Add geo-location condition in Expression:
(ip.geoip.country ne "CN") and (http.request.uri.path eq "/api/login")This only applies strict limits to non-China IPs, domestic users unaffected.
Note that some legitimate users might use VPNs and get treated as overseas traffic. So still recommend using Challenge instead of direct Block.
Final Thoughts
After all this, the core message is simple: Configuring rate limiting really isn’t hard - the key is doing it in advance, not waiting until you get attacked.
I’ve seen too many friends who only start researching protection after getting woken up at night by alerts. That panicked scrambling feeling is awful. But if you spend 5 minutes setting up rules in advance, you can sleep much better.

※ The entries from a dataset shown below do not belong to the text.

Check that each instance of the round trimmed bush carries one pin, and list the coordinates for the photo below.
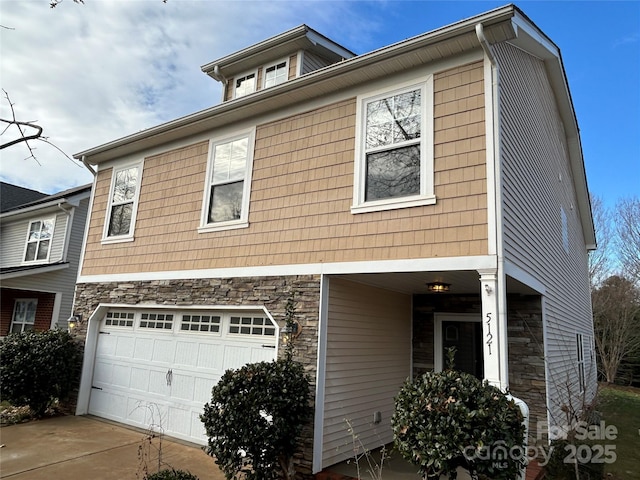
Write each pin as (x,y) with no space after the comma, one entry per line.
(37,368)
(451,419)
(255,418)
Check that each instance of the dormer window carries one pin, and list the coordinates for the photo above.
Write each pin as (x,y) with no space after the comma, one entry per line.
(276,74)
(245,85)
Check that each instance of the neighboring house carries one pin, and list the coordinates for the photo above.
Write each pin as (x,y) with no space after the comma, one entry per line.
(425,195)
(41,241)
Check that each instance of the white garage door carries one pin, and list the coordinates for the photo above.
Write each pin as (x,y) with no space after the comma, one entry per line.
(156,368)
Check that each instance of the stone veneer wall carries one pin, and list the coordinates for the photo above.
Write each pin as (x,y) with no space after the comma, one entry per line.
(272,292)
(527,377)
(526,345)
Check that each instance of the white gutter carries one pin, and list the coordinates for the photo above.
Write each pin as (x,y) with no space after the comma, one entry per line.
(325,74)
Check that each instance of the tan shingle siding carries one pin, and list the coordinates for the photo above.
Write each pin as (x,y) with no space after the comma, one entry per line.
(301,194)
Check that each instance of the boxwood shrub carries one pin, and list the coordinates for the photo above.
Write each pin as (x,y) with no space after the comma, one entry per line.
(36,368)
(451,419)
(255,418)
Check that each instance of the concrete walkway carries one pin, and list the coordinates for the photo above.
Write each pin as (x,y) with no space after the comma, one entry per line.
(88,448)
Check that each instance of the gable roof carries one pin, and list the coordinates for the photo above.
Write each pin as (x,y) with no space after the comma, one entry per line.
(46,200)
(12,196)
(302,37)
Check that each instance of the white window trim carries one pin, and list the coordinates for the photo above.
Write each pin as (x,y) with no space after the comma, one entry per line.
(13,315)
(106,239)
(243,221)
(255,82)
(271,64)
(35,261)
(427,193)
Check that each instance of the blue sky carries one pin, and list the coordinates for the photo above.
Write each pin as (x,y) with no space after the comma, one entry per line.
(93,73)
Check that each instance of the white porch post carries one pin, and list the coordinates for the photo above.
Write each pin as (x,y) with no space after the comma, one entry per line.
(494,348)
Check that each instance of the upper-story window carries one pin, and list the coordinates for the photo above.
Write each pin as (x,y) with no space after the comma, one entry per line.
(245,84)
(24,315)
(123,200)
(394,149)
(39,238)
(276,74)
(228,183)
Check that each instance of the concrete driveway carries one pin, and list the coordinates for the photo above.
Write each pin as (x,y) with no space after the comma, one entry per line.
(85,447)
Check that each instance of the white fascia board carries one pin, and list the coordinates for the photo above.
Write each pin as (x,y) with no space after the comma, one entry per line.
(342,268)
(34,271)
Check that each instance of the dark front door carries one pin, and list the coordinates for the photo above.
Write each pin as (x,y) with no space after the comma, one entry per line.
(466,338)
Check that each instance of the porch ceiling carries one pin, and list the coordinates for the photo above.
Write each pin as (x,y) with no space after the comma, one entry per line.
(462,282)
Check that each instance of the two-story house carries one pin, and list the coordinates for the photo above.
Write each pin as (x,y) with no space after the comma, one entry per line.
(425,195)
(40,250)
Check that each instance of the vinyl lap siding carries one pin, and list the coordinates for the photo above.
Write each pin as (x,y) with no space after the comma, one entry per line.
(368,358)
(537,184)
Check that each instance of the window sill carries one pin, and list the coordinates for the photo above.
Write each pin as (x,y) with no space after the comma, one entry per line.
(223,226)
(393,204)
(123,239)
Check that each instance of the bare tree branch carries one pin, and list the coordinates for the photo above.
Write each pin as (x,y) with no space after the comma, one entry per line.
(24,137)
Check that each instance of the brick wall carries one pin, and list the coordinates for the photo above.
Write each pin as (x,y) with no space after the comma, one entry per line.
(272,292)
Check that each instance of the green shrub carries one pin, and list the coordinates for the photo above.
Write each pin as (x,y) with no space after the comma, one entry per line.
(171,474)
(37,368)
(451,419)
(255,418)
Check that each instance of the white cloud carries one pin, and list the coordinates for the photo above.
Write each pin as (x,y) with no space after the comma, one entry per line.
(89,74)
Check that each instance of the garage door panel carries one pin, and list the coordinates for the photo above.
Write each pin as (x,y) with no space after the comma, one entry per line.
(186,353)
(121,376)
(164,351)
(143,349)
(124,347)
(140,379)
(182,386)
(162,377)
(211,357)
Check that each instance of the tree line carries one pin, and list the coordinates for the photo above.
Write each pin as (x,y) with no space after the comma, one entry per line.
(614,270)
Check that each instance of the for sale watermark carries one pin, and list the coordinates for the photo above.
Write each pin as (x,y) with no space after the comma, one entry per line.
(589,444)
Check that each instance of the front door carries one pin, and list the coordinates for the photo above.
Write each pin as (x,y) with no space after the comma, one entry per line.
(466,338)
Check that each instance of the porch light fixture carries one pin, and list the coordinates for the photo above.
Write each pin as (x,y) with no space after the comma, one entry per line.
(73,321)
(438,287)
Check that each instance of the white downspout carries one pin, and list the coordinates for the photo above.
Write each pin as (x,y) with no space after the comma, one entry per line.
(498,239)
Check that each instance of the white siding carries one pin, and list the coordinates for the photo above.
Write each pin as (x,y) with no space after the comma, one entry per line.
(368,359)
(60,281)
(537,186)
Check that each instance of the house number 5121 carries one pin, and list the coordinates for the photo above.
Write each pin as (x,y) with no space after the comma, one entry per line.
(489,335)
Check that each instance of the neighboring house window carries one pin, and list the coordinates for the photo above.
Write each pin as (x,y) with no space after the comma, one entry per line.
(394,149)
(228,182)
(24,315)
(276,74)
(580,362)
(39,240)
(125,189)
(245,85)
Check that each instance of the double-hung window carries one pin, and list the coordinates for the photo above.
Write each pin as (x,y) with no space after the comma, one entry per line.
(228,181)
(394,149)
(276,74)
(24,315)
(39,239)
(123,201)
(245,84)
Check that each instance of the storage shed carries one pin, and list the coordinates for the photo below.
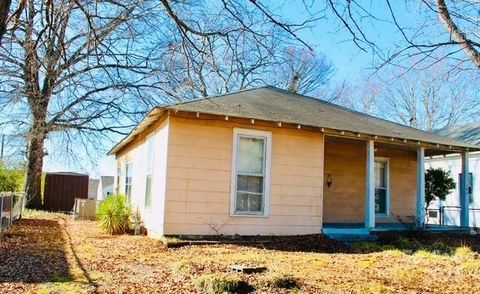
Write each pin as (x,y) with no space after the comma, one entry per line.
(62,188)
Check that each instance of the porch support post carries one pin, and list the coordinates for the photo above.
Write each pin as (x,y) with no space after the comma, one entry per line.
(464,185)
(370,187)
(420,218)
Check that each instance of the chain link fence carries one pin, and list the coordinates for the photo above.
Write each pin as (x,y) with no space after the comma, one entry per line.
(11,208)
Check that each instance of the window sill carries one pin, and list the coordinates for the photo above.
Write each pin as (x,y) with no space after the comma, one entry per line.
(250,215)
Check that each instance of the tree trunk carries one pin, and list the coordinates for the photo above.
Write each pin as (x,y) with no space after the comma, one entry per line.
(34,170)
(4,10)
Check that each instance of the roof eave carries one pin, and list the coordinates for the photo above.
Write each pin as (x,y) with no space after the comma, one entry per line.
(148,120)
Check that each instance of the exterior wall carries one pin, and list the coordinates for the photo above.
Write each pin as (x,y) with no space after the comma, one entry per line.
(344,201)
(199,181)
(136,153)
(453,163)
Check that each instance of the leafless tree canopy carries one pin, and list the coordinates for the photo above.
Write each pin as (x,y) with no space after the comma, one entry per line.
(428,100)
(430,31)
(73,71)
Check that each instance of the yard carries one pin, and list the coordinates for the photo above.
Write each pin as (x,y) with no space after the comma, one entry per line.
(47,253)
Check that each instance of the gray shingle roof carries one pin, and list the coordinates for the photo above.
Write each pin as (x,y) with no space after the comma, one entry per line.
(469,133)
(273,104)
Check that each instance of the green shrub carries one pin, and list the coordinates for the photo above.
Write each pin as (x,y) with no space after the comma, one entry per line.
(11,180)
(181,269)
(114,213)
(464,253)
(221,283)
(284,281)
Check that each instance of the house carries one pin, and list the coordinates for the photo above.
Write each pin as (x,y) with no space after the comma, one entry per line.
(448,212)
(269,162)
(93,188)
(98,189)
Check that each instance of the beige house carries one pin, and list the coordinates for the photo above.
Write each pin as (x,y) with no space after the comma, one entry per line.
(269,162)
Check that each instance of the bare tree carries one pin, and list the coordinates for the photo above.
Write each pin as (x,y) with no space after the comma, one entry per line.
(429,100)
(229,58)
(4,13)
(301,71)
(426,100)
(75,70)
(429,31)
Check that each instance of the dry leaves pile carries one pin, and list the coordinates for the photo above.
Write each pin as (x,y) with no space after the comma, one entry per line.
(52,253)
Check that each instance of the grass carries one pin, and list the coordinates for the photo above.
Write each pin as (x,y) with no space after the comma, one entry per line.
(83,259)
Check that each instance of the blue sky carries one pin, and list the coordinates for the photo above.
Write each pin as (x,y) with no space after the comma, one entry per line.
(327,36)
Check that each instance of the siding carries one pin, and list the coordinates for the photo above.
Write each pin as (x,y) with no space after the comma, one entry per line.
(344,201)
(454,165)
(153,216)
(199,180)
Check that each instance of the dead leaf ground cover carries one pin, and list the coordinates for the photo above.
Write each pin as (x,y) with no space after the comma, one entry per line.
(50,253)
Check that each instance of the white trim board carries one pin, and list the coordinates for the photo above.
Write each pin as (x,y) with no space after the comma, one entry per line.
(387,184)
(237,132)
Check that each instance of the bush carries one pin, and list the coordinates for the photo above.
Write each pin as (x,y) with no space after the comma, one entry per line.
(11,180)
(182,269)
(113,214)
(284,282)
(217,284)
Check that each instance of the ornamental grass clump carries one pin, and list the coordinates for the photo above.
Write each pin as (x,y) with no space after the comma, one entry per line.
(114,214)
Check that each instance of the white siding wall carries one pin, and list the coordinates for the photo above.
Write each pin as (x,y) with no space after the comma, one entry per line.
(153,216)
(454,165)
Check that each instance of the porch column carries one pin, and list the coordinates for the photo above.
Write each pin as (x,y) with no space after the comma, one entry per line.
(370,187)
(464,201)
(420,187)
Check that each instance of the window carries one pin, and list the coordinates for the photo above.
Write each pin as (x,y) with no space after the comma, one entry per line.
(128,181)
(119,170)
(381,186)
(149,164)
(250,182)
(470,186)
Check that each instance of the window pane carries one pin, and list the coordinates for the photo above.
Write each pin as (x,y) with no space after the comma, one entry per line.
(150,148)
(250,155)
(380,174)
(249,202)
(148,191)
(380,201)
(128,181)
(250,184)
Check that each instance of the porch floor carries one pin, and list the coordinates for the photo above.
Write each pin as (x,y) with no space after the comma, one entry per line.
(351,232)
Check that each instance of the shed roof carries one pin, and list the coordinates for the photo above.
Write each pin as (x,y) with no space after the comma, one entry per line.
(273,104)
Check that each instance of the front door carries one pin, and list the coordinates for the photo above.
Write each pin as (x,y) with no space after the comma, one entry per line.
(381,186)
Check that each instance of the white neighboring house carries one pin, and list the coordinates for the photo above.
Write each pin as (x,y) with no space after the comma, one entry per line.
(98,189)
(105,187)
(93,188)
(448,212)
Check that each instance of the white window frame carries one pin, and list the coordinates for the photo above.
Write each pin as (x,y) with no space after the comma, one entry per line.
(129,198)
(118,177)
(237,133)
(385,160)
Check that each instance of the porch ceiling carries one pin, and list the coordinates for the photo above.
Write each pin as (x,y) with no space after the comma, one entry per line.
(429,151)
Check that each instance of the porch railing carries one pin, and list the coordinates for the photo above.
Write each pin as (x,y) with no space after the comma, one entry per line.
(442,210)
(11,208)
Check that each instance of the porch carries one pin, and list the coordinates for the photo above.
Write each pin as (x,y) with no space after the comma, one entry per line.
(377,186)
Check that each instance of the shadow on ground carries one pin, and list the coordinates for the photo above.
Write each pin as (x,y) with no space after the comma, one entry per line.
(440,243)
(33,251)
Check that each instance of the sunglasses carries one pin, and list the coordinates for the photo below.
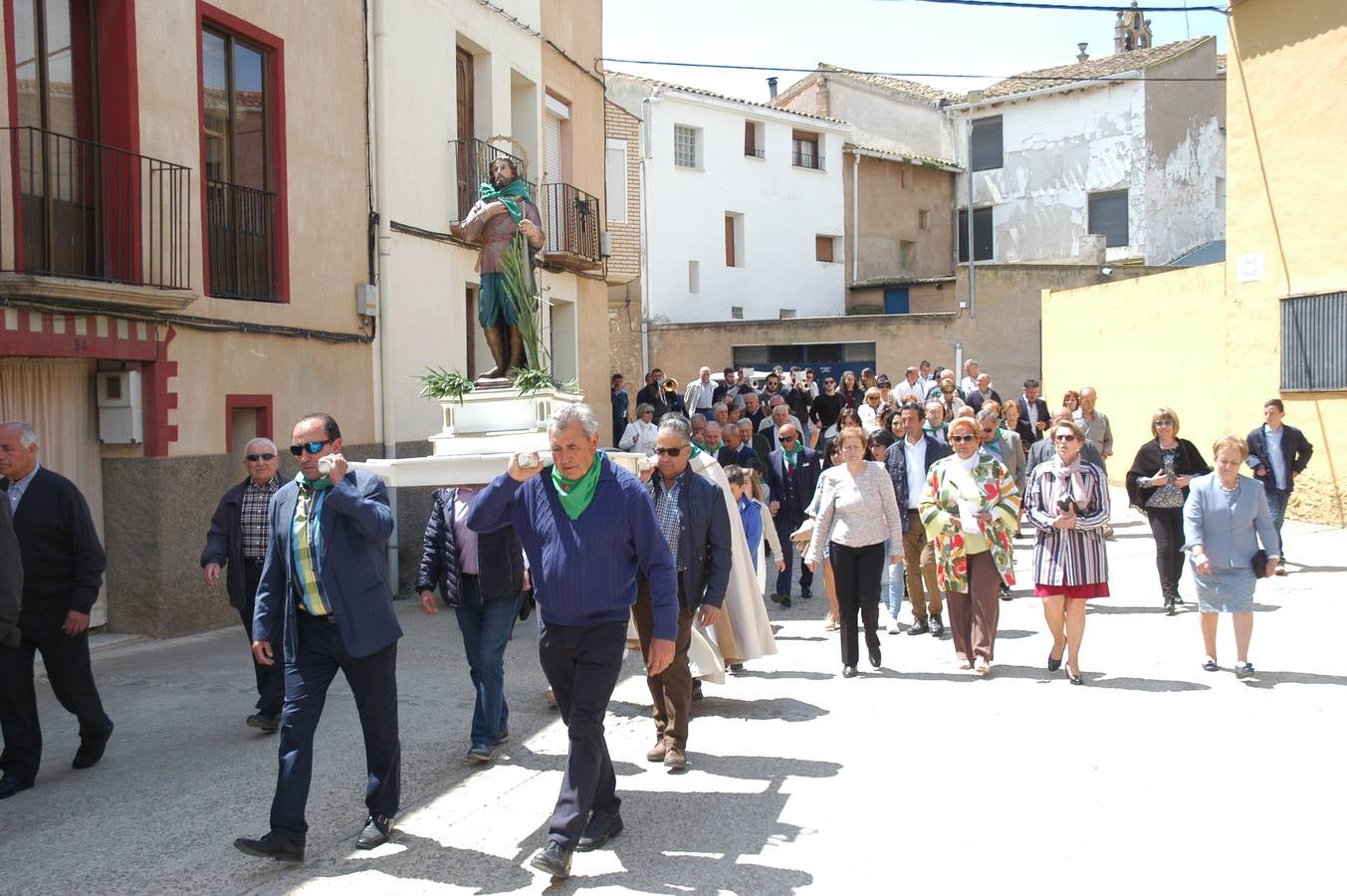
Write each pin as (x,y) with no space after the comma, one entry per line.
(313,448)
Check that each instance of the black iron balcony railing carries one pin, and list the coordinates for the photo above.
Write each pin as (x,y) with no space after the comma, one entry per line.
(807,160)
(241,237)
(83,209)
(569,227)
(472,160)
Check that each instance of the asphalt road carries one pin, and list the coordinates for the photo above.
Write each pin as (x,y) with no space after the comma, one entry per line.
(916,778)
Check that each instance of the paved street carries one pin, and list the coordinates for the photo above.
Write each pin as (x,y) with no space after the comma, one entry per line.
(919,778)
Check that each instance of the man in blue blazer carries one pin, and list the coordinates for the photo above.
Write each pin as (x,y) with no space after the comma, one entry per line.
(325,591)
(792,473)
(907,462)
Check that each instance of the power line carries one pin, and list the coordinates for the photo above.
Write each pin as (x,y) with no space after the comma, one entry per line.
(1069,7)
(912,75)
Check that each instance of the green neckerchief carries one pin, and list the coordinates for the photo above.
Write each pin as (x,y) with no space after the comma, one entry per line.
(514,190)
(323,483)
(575,495)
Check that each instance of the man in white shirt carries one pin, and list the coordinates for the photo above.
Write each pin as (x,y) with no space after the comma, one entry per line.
(701,393)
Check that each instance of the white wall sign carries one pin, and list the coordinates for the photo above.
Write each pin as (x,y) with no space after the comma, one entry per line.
(1250,267)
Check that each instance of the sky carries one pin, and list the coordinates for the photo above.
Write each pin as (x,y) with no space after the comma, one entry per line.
(893,37)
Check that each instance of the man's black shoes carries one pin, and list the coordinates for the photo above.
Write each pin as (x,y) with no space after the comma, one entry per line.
(377,830)
(602,827)
(272,846)
(553,858)
(11,784)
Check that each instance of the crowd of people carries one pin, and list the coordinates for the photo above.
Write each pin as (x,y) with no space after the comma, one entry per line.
(903,492)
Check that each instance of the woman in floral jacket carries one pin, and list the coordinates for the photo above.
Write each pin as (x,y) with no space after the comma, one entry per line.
(972,564)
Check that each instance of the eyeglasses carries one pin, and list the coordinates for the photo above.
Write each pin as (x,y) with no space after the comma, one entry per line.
(313,448)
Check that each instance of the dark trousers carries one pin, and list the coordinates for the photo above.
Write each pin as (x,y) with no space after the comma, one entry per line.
(786,523)
(373,682)
(582,664)
(1167,527)
(976,613)
(66,660)
(485,629)
(671,690)
(855,570)
(271,679)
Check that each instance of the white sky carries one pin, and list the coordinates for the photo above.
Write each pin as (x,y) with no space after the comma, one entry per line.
(869,35)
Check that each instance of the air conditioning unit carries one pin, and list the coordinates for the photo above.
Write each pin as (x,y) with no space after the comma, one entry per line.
(120,420)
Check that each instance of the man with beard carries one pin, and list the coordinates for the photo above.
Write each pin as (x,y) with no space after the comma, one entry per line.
(504,208)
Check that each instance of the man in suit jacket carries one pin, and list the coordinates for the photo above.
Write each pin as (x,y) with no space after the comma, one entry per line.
(1033,408)
(11,582)
(1277,454)
(237,546)
(792,473)
(907,462)
(697,526)
(325,595)
(62,572)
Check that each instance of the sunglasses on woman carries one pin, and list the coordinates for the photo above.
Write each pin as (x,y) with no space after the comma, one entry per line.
(313,448)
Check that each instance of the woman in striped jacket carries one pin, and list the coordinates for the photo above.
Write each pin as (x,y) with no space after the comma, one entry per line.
(1068,503)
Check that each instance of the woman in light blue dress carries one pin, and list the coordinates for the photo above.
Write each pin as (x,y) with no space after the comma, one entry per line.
(1226,517)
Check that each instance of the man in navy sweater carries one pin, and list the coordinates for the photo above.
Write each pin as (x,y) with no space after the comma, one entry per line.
(587,529)
(62,564)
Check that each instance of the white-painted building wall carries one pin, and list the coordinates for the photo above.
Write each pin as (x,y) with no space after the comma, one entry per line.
(1160,141)
(430,278)
(785,208)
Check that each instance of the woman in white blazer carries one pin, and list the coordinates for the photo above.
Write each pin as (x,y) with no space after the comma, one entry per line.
(1224,521)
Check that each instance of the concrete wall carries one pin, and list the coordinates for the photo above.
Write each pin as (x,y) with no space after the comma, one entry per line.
(1282,190)
(785,209)
(889,213)
(1159,141)
(427,321)
(579,336)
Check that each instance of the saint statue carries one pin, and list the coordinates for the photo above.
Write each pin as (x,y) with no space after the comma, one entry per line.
(504,209)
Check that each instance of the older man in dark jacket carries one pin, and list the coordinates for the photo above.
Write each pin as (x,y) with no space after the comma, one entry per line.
(481,576)
(907,462)
(691,514)
(237,546)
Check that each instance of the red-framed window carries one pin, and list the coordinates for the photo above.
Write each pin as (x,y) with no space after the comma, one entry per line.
(241,96)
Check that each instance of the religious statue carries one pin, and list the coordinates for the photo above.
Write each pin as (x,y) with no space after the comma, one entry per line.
(504,210)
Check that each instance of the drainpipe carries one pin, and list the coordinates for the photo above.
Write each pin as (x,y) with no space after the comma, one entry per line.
(974,99)
(855,214)
(386,353)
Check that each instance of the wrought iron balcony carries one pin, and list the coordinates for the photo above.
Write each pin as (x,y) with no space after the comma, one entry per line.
(472,162)
(241,239)
(569,227)
(83,209)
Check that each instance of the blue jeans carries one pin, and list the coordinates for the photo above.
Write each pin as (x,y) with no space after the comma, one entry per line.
(1277,500)
(487,629)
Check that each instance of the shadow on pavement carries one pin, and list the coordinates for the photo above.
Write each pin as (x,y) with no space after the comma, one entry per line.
(1267,681)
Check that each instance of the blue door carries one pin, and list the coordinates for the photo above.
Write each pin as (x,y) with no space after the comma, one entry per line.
(896,301)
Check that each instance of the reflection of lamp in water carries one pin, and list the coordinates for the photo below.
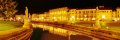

My action recommendations for you:
Go configure a rule right now, even if your site has never been attacked. Prevention is better than scrambling at the last minute.
Start with the login endpoint. If you only have 1 free rule quota, use it on your login or registration endpoint. That’s the most attack-prone and most protection-worthy place.
Test after configuring. Use curl or rapid browser refreshing to confirm the rule triggers. Then check Security Events to see blocking logs and ensure everything’s working.
Regular check-ins. Set a reminder to review Security Analytics monthly and adjust thresholds based on actual conditions.
One last reminder: Remember to configure your server firewall to only allow Cloudflare IPs, otherwise attackers can bypass Cloudflare and hit your origin directly, rendering all your rules useless.
If you run into issues during configuration, check Cloudflare’s official documentation or ask in their community forums. Most problems have been encountered before and have solutions.
Hope this article helps you successfully configure rate limiting and keep your site safe from CC attacks.